Once the cool down phase has been incorporated, all that’s left to do is package it up! This is far too thick for any sort of pump-top bottle; I used a 100g clear plastic jar from YellowBee.

There are lots of different ways to use this product, depending on your hair and your preferences. Please read the blog post to learn more!

Shelf Life & Storage

Because this product contains water, you must include a broad-spectrum preservative to ward off microbial growth. This is non-optional. Even with a preservative, this project may eventually spoil as our kitchens are not sterile laboratories, so in the event you notice any change in colour, scent, or texture, chuck it out and make a fresh batch.

Substitutions

As always, be aware that making substitutions will change the final product.
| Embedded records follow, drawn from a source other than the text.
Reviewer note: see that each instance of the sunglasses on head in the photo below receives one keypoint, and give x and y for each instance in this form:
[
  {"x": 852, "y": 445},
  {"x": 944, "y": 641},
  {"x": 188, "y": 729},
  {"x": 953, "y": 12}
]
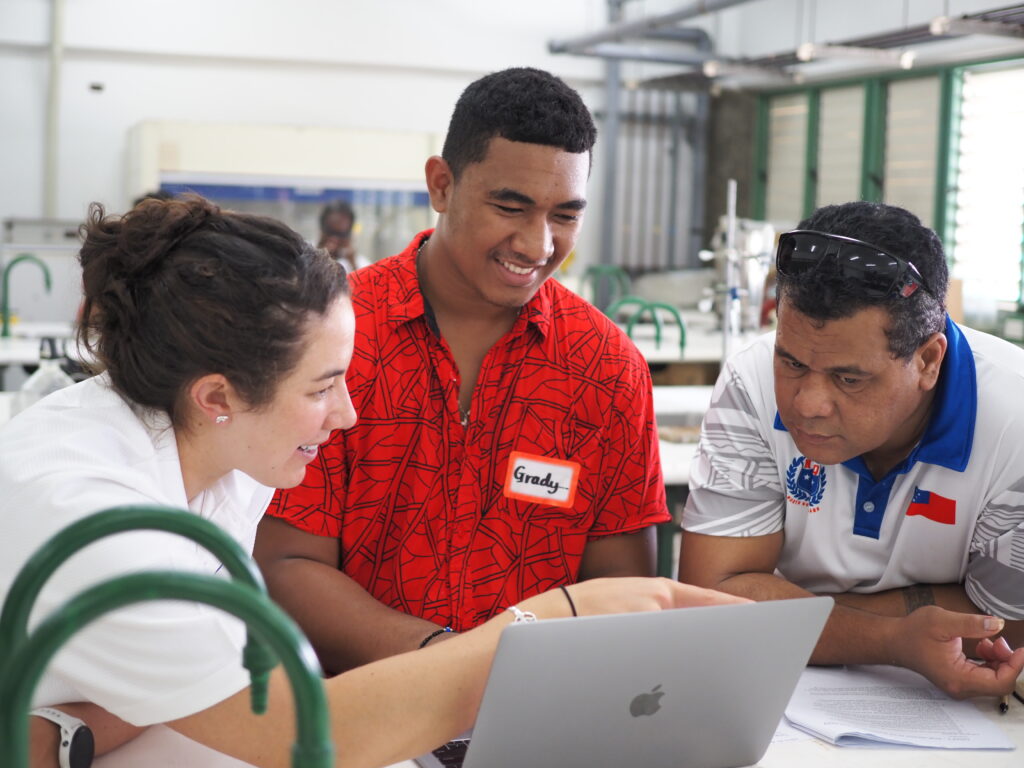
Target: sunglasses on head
[{"x": 877, "y": 272}]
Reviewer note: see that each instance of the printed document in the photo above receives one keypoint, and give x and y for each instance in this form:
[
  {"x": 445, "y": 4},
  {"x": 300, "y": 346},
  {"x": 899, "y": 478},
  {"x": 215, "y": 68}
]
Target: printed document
[{"x": 863, "y": 706}]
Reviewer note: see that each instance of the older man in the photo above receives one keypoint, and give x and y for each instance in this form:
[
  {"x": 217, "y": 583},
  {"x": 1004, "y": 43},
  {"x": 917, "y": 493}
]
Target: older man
[{"x": 870, "y": 450}]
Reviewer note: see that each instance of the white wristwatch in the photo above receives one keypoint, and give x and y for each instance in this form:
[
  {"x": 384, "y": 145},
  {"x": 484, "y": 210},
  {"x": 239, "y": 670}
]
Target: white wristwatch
[{"x": 77, "y": 745}]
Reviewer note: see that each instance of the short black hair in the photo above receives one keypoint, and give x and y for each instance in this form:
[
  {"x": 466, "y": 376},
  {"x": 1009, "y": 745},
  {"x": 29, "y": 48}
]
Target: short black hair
[
  {"x": 519, "y": 104},
  {"x": 822, "y": 295},
  {"x": 337, "y": 206}
]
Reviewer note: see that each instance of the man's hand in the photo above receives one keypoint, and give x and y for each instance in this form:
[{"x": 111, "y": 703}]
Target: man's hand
[{"x": 930, "y": 641}]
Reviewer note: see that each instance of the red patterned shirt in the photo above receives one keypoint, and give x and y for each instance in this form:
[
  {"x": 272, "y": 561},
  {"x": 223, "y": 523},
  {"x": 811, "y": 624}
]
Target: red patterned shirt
[{"x": 454, "y": 523}]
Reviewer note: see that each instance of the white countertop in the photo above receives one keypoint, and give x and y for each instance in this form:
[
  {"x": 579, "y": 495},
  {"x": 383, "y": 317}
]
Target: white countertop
[
  {"x": 160, "y": 745},
  {"x": 18, "y": 351}
]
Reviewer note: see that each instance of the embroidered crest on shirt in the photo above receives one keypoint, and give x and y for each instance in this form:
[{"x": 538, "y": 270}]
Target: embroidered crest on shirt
[
  {"x": 934, "y": 507},
  {"x": 805, "y": 483},
  {"x": 541, "y": 479}
]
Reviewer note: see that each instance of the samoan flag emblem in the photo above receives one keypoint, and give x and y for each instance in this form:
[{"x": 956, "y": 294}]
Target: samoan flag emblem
[
  {"x": 934, "y": 507},
  {"x": 805, "y": 483}
]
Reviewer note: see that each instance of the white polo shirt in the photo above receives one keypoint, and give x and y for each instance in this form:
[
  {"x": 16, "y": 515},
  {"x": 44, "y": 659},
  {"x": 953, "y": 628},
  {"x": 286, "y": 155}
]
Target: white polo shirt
[
  {"x": 83, "y": 450},
  {"x": 951, "y": 512}
]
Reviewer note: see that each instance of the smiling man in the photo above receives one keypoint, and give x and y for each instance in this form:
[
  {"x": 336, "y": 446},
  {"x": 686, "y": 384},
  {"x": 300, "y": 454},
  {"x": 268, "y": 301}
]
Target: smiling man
[
  {"x": 506, "y": 441},
  {"x": 869, "y": 450}
]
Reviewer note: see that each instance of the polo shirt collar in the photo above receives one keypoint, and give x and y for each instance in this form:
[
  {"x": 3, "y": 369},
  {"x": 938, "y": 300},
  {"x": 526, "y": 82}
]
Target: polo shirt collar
[
  {"x": 407, "y": 302},
  {"x": 949, "y": 435}
]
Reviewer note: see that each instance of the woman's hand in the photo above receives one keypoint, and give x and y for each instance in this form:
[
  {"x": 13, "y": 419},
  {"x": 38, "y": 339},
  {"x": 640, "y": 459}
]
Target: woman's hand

While these swaps won’t break the recipe, you will get a different final product than I did.

  • As I’ve provided this recipe in percentages as well as grams you can easily calculate it to any size using a simple spreadsheet as I’ve explained in this post. As written in grams this recipe will make 100g.
  • To learn more about the ingredients used in this formulation, including why they’re included and what you can substitute them with, please visit the Humblebee & Me Encyclopedia. It doesn’t have everything in it yet, but there’s lots of good information there! If I have not given a specific substitution suggestion in this list please look up the ingredient in the encyclopedia before asking.
  • You could use propanediol 1,3 or sodium lactate instead of glycerin.
  • If you’d like to learn more about the surfactants used and compare them to ones you might already have so you can make substitutions, check out this page and read this FAQ. I would recommend sticking with something amphoteric if you don’t have Cocamidopropyl Betaine. You can also replace it with water if you are planning on always shampooing this hair mask out.
  • You could replace panthenol with more glycerin.
  • You could try different butters instead of the two I’ve used; shea, cocoa tucuma, etc. Make sure you check the scent beforehand to make sure it meshes well with the fragrance you’re using.
  • You could use Polyquaternium 7 (USA / Canada) insead of Polyquaternium-10, but I’d use 2%, decreasing the distilled water to make room for it.
  • You can substitute the acai berry oil with another lightweight oil like sweet almond, grapeseed, or sunflower seed.
  • Cetyl alcohol will work instead of cetearyl alcohol.
  • I don’t recommend substituting the BTMS-50.
  • You could try a different cationic or non-ionic gum/gelling ingredient instead of cationic guar gum. Make sure you are checking the charge as some gums (like xanthan) are anionic and anionic and cationic ingredient do not always play well together. Guar gum would probably be the easiest alternative.
  • If you’re like to use a different preservative, please review this FAQ and this chart.
  • If you’d like to incorporate an essential oil, please read this.
  • You can replace hydrolyzed baobab protein with a different hydrolyzed protein (oat, rice, quinoa).

Gifting Disclosure

The murumuru butter and acai berry oil were gifted by Mystic Moments. The plastic jar was gifted by YellowBee.